Celebrating Mama Africa: A Journey of a Fearless Artist Told in a Daring Theatrical Performance
“When you speak about the legendary singer in the nation, it’s like speaking about a queen,” states the choreographer. Referred to as Mama Africa, the iconic artist also associated in Greenwich Village with renowned musicians like prominent artists. Starting as a teenager sent to work to provide for her relatives in the city, she later became a diplomat for Ghana, then the country’s official delegate to the UN. An vocal anti-apartheid activist, she was the wife to a activist. This remarkable life and legacy inspire Seutin’s new production, Mimi’s Shebeen, scheduled for its UK premiere.
A Fusion of Movement, Sound, and Narration
The show combines movement, live music, and oral storytelling in a theatrical piece that is not a straightforward biodrama but utilizes her past, especially her story of exile: after moving to the city in the year, Makeba was barred from her homeland for three decades due to her anti-apartheid stance. Later, she was banned from the United States after marrying Black Panther activist Stokely Carmichael. The show resembles a ritual of remembrance, a deconstructed funeral – some praise, part celebration, some challenge – with a exceptional South African singer Tutu Puoane leading bringing her music to vibrant life.
Power and poise … Mimi’s Shebeen.
In South Africa, a informal gathering spot is an unofficial venue for locally made drinks and lively conversation, often presided over by a shebeen queen. Her parent the matriarch was a shebeen queen who was arrested for illegally brewing alcohol when Miriam was a newborn. Unable to pay the fine, she went to prison for half a year, taking her baby with her, which is how Miriam’s eventful life started – just one of the things the choreographer discovered when researching Makeba’s life. “So many stories!” says Seutin, when they met in the city after a show. Seutin’s father is Belgian and she was raised there before relocating to study and work in the UK, where she established her company the ensemble. Her parent would sing Makeba’s songs, such as the tunes, when she was a child, and move along in the home.
Melodies of liberation … Miriam Makeba sings at Wembley Stadium in 1988.

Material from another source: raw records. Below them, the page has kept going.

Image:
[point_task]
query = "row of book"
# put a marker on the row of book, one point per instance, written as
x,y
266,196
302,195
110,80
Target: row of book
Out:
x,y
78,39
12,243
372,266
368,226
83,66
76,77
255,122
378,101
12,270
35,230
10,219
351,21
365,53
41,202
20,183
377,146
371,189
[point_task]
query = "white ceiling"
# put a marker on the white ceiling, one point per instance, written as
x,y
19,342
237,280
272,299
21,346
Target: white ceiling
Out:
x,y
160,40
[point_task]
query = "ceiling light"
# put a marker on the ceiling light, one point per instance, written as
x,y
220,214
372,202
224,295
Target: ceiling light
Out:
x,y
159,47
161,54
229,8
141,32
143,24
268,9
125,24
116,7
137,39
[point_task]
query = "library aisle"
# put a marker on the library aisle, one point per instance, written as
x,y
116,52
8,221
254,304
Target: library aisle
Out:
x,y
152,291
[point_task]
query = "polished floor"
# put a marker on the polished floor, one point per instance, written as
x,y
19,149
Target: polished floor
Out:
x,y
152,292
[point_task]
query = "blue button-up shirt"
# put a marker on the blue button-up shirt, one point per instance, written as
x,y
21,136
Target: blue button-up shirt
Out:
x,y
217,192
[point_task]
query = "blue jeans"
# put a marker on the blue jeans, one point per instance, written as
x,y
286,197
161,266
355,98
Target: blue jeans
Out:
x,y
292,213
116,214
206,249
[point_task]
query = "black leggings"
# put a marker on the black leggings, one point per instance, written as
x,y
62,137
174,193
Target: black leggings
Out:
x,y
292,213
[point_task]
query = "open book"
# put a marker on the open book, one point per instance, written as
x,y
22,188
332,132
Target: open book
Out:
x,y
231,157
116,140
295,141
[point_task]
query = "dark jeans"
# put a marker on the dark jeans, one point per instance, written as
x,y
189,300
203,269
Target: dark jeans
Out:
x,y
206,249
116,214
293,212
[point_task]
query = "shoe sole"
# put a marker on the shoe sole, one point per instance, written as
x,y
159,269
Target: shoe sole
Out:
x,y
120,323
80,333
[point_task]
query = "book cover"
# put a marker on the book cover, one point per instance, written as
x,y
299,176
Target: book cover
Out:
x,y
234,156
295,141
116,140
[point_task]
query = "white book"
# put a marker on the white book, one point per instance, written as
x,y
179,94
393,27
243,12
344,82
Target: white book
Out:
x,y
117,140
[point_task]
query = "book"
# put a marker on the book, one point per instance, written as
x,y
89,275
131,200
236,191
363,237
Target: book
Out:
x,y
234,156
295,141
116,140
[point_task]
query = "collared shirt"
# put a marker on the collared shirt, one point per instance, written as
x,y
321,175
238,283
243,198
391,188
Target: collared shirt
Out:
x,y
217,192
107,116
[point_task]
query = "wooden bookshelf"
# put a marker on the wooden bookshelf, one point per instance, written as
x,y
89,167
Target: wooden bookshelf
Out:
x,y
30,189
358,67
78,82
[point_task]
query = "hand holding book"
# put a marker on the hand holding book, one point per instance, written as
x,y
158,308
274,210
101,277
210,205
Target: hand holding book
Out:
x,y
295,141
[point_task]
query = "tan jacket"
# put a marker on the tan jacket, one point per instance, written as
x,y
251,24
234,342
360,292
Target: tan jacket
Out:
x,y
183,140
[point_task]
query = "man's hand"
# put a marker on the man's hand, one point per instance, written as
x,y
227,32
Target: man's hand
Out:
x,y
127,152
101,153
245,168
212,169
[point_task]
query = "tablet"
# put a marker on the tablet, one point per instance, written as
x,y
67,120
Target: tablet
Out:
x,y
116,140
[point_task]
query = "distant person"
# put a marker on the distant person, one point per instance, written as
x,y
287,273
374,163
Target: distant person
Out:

A ten years back, her parent had the illness and was in hospital in the city. “I stopped working for a quarter to take care of her and she was constantly asking for the singer. She was so happy when we were performing as one,” Seutin recalls. “There was ample time to kill at the hospital so I began investigating.” In addition to learning of Makeba’s triumphant return to the nation in 1990, after the freedom of the leader (whom she had met when he was a legal professional in the era), Seutin found that she had been a breast cancer survivor in her teens, that Makeba’s daughter Bongi passed away in labor in the year, and that due to her exile she could not attend her parent’s memorial. “Observing individuals and you look at their success and you forget that they are struggling like anyone else,” states Seutin.
Development and Concepts
These reflections went into the creation of the production (premiered in Brussels in 2023). Fortunately, Seutin’s mother’s therapy was effective, but the idea for the piece was to honor “loss, existence, and grief”. Within that, Seutin pulls out elements of her life story like flashbacks, and nods more generally to the idea of uprooting and loss nowadays. While it’s not explicit in the show, Seutin had in mind a additional character, a contemporary version who is a migrant. “And we gather as these other selves of characters linked with Miriam Makeba to greet this young migrant.”
Rhythms of exile … musicians in the show.
In the performance, rather than being intoxicated by the shebeen’s home-brew, the skilled dancers appear taken over by beat, in synthesis with the players on stage. Her choreography incorporates multiple styles of movement she has learned over the time, including from Rwanda, South Africa and Senegal, plus the international cast’ own vocabularies, including urban dances like the form.
Honoring strength … Alesandra Seutin.
Seutin was surprised to find that some of the newer, international in the cast didn’t already know about the singer. (Makeba died in 2008 after having a cardiac event on the platform in Italy.) Why should new audiences learn about Mama Africa? “I think she would motivate young people to advocate what they are, expressing honesty,” remarks Seutin. “But she accomplished this very elegantly. She expressed something poignant and then perform a lovely melody.” She wanted to take the same approach in this production. “Audiences observe movement and hear beautiful songs, an element of enjoyment, but mixed with powerful ideas and instances that resonate. That’s what I respect about her. Since if you are being overly loud, people won’t listen. They back away. Yet she achieved it in a manner that you would receive it, and understand it, but still be blessed by her talent.”